Trois critères de manipulation monétaire
En guise de réponse, la BNS peut encore abaisser son taux directeur dans le négatif ou accroître ses achats de devises. Cela pourrait toutefois donner lieu à des distorsions politiques en raison du « Trade Facilitation and Trade Enforcement Act » adopté en 2015 aux États-Unis. Cette loi constitue la base légale d’identification des pays manipulant leur monnaie à leur propre profit du point de vue des États-Unis et précise les sanctions à prendre à leur égard.
Le comportement d’un pays est jugé inéquitable, si les trois critères suivants sont remplis :
- La balance commerciale par rapport aux États-Unis présente un excédent de plus de 20 milliards de dollars pour les quatre derniers trimestres. Comme le montre le graphique xy relatif à la balance commerciale, la Suisse se trouve, au plus tard depuis cette année, assez nettement au-delà de ce seuil. Aucune inversion de tendance n’est en vue. On peut donc considérer que ce critère sera satisfait à l’avenir.
- L’excédent de la balance des opérations courantes doit représenter plus de 2% du produit intérieur brut national (PIB), ce que la Suisse réalise nettement avec plus de 10%.

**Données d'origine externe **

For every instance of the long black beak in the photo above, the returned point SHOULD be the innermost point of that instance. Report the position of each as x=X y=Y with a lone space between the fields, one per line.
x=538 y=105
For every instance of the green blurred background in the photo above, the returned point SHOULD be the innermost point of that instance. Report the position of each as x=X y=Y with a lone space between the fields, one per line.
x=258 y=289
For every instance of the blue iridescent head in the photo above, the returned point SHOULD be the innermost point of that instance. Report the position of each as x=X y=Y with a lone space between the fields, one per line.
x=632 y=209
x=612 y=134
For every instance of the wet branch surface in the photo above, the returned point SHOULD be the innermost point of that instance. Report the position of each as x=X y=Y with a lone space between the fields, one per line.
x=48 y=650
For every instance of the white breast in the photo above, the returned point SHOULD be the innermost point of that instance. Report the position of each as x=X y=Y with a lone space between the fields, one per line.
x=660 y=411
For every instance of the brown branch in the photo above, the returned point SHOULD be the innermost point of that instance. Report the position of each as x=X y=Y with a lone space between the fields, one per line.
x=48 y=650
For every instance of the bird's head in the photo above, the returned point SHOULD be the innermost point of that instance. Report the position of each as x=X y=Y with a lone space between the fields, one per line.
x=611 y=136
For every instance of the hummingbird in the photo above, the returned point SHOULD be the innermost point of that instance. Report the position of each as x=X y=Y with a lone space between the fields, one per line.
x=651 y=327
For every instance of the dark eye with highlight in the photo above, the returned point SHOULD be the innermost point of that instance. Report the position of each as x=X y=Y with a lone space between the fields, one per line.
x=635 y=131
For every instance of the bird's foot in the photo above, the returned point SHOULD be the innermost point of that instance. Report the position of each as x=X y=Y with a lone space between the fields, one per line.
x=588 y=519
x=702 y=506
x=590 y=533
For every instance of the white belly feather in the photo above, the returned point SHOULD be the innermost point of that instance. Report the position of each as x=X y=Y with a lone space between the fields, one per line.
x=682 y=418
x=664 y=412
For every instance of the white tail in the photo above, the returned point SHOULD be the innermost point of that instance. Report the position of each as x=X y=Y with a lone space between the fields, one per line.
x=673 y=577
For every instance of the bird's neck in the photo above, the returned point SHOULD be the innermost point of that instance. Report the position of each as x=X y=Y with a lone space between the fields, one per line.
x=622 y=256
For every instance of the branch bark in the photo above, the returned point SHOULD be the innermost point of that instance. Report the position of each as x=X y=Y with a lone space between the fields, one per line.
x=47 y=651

- Les achats nets de devises étrangères pendant les douze derniers mois ne doivent pas représenter au total plus de 2% du PIB, des interventions ayant dû avoir lieu durant au moins six des douze mois en question. Avec des achats estimés à environ 10 milliards de francs durant les seuls trois derniers mois, ce seuil devrait également être proche. La fréquence des interventions à venir, c’est-à-dire leur répartition dans le temps, serait bien sûre déterminante.
Au cas où la Suisse serait déclarée manipulatrice monétaire, les conséquences sont difficiles à évaluer. D’après le contrat conclu avec les États-Unis, le président américain doit engager des négociations bilatérales et soumettre des recommandations politiques. Si celles-ci n’ont pas été suffisamment mises en œuvre au bout d’un an, les contrats commerciaux ultérieurs seraient très probablement sabotés, d’autres initiatives de la part des États-Unis n’étant pas exclues.
Le KOF prévoit une réduction des taux directeurs suisses
Comme les deux premiers critères sont pratiquement satisfaits du point de vue structurel depuis cette année, la BNS pourrait adapter la fréquence et le volume de ses interventions sur le marché des devises en fonction du contrat, afin de ne pas mettre en péril les relations commerciales de la Suisse. La restriction potentielle de l’autonomie en matière de politique monétaire pourrait toutefois équivaloir à une perte de crédibilité, ce qui pourrait à nouveau exercer une pression sur le franc suisse.
Dans ce contexte et dans l’attente de la décision de la BCE en fin d’année, le KOF estime que la BNS réduira également ses taux directeurs d’ici la fin de l’année et stabilisera ainsi le différentiel d’intérêt par rapport à la zone euro. Les prévisions réservées concernant l’économie suisse de même que la lente évolution des prix confortent ces prévisions.
Par ailleurs, la BNS a récemment relevé les montants exonérés des avoirs de comptes courants qu’elle détient, ce qui réduit sensiblement les paiements des banques. L’adaptation des montants exonérés en vue de contrôler la contrainte des taux négatifs doit donc être considérée comme un instrument supplémentaire apportant à la BNS une plus grande autonomie. En d’autres termes, la Banque nationale pourrait encore abaisser les taux d’intérêt négatifs, sans que s’accroisse la contrainte des instituts financiers ayant des dépôts à la BNS par rapport aux dernières années.